You Make the Call...Pump Lever

You are driving the engine today and have been rung out for a reported apartment fire. Blocks away you have heavy black smoke showing and as you pull up the third floor is fully involved. Your crew is gearing up and the officer is radioing in as you switch from road to pump, hearing that tell-tale change in the motor as the PTO kicks into pump. A hydrant is right out front and you parked right at the tires, so your pony supply line will reach perfectly.

The officer calls for the 200 foot pre-connect and he and the firefighter advance the line into the front door, leading it into the lobby and up the interior stairwell.

You secure the door open and return to connect to your hydrant when you hear the officer over the radio call for the line to be charged, they have encountered heavy fire on the stairwell from floor 2 to floor 3. As you pull the valve lever towards you and out of the panel, there is a sudden give and the lever comes out. The cotter pin is missing and your crew is calling for water.

What to do? You Make the Call.


Anonymous said...

Disconnect the line from it's outlet FAST..........screw it into another outlet and away you go.
They'll be cussing you when they come out and patting you on the back when they see the lever.

mack505 said...

It may not be that easy. Most cross-laid preconnects attach inside the hose bed, making them impossible to quickly disconnect.

My department has short 10 foot lengths on the pump end of all of our preconnects. This leaves a coupling right at the operaror's feet and making it easy to change discharges in a pinch.
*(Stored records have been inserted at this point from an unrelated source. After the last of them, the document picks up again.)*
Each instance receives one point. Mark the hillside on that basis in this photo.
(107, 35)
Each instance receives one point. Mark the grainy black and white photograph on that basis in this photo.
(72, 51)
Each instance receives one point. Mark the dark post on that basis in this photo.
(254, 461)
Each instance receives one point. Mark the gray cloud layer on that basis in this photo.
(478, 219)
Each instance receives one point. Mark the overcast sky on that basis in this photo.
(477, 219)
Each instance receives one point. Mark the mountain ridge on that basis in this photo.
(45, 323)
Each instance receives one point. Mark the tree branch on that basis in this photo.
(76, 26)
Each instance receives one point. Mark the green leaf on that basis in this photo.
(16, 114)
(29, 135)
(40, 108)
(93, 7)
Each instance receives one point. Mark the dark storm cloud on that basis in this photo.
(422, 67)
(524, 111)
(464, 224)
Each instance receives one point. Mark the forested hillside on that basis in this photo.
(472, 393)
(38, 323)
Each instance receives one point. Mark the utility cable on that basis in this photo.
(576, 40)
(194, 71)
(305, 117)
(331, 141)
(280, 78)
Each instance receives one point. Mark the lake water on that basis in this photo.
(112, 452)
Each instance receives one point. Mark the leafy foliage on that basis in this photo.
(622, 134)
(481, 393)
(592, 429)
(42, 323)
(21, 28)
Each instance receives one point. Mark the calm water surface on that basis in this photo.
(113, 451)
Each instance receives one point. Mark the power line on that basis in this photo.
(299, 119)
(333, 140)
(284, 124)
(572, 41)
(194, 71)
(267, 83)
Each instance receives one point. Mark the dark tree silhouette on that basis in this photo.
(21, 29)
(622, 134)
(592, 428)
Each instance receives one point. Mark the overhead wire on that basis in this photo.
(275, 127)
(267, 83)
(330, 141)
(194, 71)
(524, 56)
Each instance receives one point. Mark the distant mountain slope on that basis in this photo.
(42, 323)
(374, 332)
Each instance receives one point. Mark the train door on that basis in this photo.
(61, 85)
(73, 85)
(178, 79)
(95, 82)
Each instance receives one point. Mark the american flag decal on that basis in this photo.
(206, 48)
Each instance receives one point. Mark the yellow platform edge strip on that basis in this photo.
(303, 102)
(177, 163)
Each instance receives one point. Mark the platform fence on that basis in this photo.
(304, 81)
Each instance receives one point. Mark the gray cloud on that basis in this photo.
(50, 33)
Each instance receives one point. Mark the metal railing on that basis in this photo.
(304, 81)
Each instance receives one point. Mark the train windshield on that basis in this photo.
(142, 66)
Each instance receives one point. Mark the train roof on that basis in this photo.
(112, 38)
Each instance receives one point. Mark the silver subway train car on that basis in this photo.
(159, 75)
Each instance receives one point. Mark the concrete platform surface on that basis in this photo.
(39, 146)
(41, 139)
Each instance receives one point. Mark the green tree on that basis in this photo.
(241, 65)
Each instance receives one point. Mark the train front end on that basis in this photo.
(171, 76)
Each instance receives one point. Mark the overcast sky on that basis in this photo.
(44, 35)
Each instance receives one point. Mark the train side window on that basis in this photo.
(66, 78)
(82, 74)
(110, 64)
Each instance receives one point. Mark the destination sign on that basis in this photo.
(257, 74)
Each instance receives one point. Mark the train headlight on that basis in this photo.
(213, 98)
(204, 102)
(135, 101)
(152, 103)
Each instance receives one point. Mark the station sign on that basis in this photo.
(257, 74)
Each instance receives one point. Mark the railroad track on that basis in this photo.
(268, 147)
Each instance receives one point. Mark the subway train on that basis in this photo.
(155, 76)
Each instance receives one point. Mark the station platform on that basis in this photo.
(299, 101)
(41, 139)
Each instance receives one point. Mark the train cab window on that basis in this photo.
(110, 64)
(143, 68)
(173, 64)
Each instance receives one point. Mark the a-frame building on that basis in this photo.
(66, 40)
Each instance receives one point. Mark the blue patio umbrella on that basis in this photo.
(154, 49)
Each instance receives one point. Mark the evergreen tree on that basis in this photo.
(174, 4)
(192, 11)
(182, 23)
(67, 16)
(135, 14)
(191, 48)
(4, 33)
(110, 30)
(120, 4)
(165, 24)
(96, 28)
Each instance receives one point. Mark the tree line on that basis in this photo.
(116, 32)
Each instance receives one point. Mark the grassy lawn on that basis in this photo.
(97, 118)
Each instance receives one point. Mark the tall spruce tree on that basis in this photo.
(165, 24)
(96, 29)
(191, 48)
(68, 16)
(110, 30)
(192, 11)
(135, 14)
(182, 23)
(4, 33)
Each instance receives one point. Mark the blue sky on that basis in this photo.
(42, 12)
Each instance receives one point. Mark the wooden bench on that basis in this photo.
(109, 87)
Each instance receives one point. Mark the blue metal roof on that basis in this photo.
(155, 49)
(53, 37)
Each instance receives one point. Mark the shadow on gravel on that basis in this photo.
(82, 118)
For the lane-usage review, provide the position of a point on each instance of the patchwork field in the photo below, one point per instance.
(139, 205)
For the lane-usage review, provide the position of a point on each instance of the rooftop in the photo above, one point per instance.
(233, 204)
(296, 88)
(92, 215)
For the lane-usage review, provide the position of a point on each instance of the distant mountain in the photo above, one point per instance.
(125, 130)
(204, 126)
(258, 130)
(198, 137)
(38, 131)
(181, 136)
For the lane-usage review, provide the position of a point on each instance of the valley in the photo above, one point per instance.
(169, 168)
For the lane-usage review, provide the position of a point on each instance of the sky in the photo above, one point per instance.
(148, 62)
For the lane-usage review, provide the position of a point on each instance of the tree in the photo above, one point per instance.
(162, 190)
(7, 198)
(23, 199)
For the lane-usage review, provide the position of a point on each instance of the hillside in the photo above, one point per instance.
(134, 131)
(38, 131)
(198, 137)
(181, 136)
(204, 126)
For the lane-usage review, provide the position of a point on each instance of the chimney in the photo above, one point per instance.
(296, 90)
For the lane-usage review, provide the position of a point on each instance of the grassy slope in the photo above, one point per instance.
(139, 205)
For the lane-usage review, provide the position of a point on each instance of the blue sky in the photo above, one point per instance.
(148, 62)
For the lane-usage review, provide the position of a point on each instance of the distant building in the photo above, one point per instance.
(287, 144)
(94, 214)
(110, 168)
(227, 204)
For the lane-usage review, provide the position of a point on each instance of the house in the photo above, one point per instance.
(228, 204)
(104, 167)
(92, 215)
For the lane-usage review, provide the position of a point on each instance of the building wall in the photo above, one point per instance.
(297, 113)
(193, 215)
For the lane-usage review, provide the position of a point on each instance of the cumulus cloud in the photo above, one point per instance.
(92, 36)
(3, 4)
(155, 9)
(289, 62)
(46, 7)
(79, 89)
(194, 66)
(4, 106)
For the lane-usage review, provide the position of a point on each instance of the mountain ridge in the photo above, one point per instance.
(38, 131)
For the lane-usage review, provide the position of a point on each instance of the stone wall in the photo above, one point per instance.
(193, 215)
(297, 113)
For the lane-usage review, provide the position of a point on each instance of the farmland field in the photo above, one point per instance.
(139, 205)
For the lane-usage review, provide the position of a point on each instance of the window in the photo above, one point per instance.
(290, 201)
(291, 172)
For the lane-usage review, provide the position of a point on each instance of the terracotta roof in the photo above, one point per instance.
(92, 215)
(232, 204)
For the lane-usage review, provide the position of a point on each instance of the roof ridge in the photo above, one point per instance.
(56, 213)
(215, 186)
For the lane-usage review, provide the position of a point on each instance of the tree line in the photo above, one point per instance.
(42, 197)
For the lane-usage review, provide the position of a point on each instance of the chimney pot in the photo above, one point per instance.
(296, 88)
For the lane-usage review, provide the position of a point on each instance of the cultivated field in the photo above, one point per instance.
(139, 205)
I'd like to say we did it for this reason, but in reality it's to make repacking the loads easier.

In the absense of shorts, you have to attach another length to a good discharge, then go up the dead line 45 feet or so to the first available coupling, break it and hook in. Not easy; not quick; not impossible.

Mack C-85 said...

I agree with what's been said/done so far....But, we heard the order to charge the line via radio, so the "Houston we have a problem" reply needs to go back to the officer so they can cover their butts, while you correct the problem.

Anonymous said...

Yeah our preconnected crosslays have short 5 foot sections at the outlet end which has the first coupling hanging just outside the hose bed which allows for quick disconnects in a pinch.

I'd radio the attack team only if I couldn't make the changeover asap. It shouldn't take more than 20 secs to break the coupling and re-connect it. If I ran into trouble doing it I'd have them back out until I got it.

Anonymous said...

Open the access door to interior of the pump, and manually move the valve open. This would take less time than disconnecting the line and switching discharges in our case.

John said...

2:46 Anon,

The panel might not be that easy to open on everyone's rig. We have large intake valves that would prevent that course of action. Like some of the previous posters, we have short lengths on each preconnect for easy repacking/disconnects, and also have 2 1/2 to 1 1/2 reducers on each side discharge.

Good call on the radio sitrep as well.

Anonymous said...

First and foremost, advise the officer of the situation, they are sitting at the fire waiting for water, the fast change over no matter how fast is going to feel a lot longer to them. The officer may have a different solution (stand pipe?). Refer to any s.o.p. or training that your company may have in place. If you aren't familiar with the inside of your pump panel, stay out of it. Switching discharges is the most logical, if you don't use shorts, break the easiest coupling for your situation, and when in doubt add more hose or connect to another preconnect with the nozzle removed. Once reconnected call the nozzle team before charging the line, they may have moved or set something different and not be ready for water now.

Fire Critic said...

1. Radio them back and tell them it will be a minute.

2. Open pump panel and move it manually

3. Switch over to other discharge if possible.

4. Start pulling another preconnect and tell them to meet you at the front door.

2 and 3 should be done quickly, if you cannot accomplish this then go to 4.

5. Radio them and tell them that you can't get water, have them come out and get another line, or make another tactical decision at that point.

Main point is that they need to know when they will get water!

Michael Morse said...

Send God's Gift to Firefighting in with an extinguisher and pull everybody else out.

brendan said...

Send God's Gift to Firefighting in with an extinguisher and pull everybody else out.